SUGESTÃO DE EMENDA V – A nomeação de preposto, exceto nos casos previstos no caput do artigo 78;

Art. 103. São obrigações do feirante no que se refere à compostura e ao comportamento no exercício da atividade:

V – Acatar o limite de preços caso estabelecidos em tabela fornecida pela administração, mantendo-os expostos e visíveis ao agente de fiscalização e aos consumidores. (ESTE INCISO PARECE DISPENSÁVEL DE VEZ QUE NÃO CABE AO PODER PUBLICO INTERFERIR NO MERCADO DE PREÇOS )

Art. 105. São obrigações do feirante no que se refere ao exercício da atividade:

I – exercer pessoalmente a atividade durante todo o período de realização em todas as feiras para as quais esteja licenciado ; (ADEQUAÇÃO AO ARTIGO 78 )

SUGESTÃO DE EMENDA I – exercer pessoalmente a atividade durante todo o período de realização em todas as feiras para as quais esteja licenciado, exceto nos casos previstos no caput do artigo 78;

Art. 106. É vedado ao feirante no que se refere ao exercício da atividade:

XI – Arrendar, locar, sub-rogar, ceder ou emprestar a terceiros o equipamento ou parte para comercialização, nem mesmo de produtos do mesmo ramo; (ADEQUAÇÃO AO INCISO II DO ARTIGO 102)

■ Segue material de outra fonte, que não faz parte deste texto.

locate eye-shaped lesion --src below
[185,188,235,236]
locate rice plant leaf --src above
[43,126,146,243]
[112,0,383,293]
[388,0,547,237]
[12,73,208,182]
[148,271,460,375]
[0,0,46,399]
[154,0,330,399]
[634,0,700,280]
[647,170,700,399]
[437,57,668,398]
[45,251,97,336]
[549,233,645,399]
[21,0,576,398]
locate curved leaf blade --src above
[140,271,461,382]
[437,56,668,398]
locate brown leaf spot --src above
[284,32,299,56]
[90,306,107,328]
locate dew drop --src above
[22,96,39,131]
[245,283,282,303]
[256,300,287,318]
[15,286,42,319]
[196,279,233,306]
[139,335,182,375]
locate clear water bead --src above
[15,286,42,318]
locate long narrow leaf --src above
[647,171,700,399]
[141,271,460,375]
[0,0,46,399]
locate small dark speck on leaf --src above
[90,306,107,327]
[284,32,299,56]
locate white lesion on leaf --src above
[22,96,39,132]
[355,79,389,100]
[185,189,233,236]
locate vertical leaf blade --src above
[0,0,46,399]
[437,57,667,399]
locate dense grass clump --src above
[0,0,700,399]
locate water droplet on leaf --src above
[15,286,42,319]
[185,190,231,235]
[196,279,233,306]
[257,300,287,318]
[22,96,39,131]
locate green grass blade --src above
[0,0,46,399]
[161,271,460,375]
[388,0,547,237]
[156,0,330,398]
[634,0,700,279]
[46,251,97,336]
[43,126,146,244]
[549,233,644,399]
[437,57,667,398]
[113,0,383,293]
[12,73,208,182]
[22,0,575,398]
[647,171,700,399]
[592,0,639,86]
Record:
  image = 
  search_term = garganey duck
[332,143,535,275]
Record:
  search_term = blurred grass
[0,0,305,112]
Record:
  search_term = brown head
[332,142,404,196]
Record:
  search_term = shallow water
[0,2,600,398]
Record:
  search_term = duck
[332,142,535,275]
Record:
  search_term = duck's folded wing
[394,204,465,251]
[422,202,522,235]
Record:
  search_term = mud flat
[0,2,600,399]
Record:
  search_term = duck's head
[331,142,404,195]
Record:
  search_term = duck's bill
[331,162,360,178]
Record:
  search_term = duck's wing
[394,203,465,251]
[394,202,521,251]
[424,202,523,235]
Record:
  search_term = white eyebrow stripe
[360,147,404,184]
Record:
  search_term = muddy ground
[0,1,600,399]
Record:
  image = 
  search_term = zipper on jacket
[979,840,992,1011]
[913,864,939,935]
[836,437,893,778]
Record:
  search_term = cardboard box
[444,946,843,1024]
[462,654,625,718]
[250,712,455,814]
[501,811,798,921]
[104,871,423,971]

SUGESTÃO DE NOVA REDAÇÃO XI – Arrendar, locar, sub-rogar, ceder ou emprestar a terceiros o equipamento ou parte para comercialização, nem mesmo de produtos do mesmo ramo, exceto para os casos previstos no início II do artigo 102;

Art. 132. Será excluída das matrículas em vigor a figura do preposto, exceto nos casos de afastamento do titular por motivo de saúde devidamente atestado, devendo os titulares das licenças assumirem suas posições à testa de seus equipamentos no prazo de 90 dias da publicação desta Lei. ( ADEQUAÇÃO AO INCISO II DO ARTIGO 78)

SUGESTÃO DE EMENDA Art. 132. Será excluída das matrículas em vigor a figura do preposto, exceto em caso de afastamento por motivo de saúde devidamente atestado, férias, folgas, luto e saída para abastecimento no Ceasa, devidamente comprovados por documentos estabelecidos por portaria secretarial., e somente durante o período do afastamento com porte obrigatório do documento de nomeação, devendo os titulares das licenças assumirem suas posições à testa de seus equipamentos no prazo de 90 dias da publicação desta lei.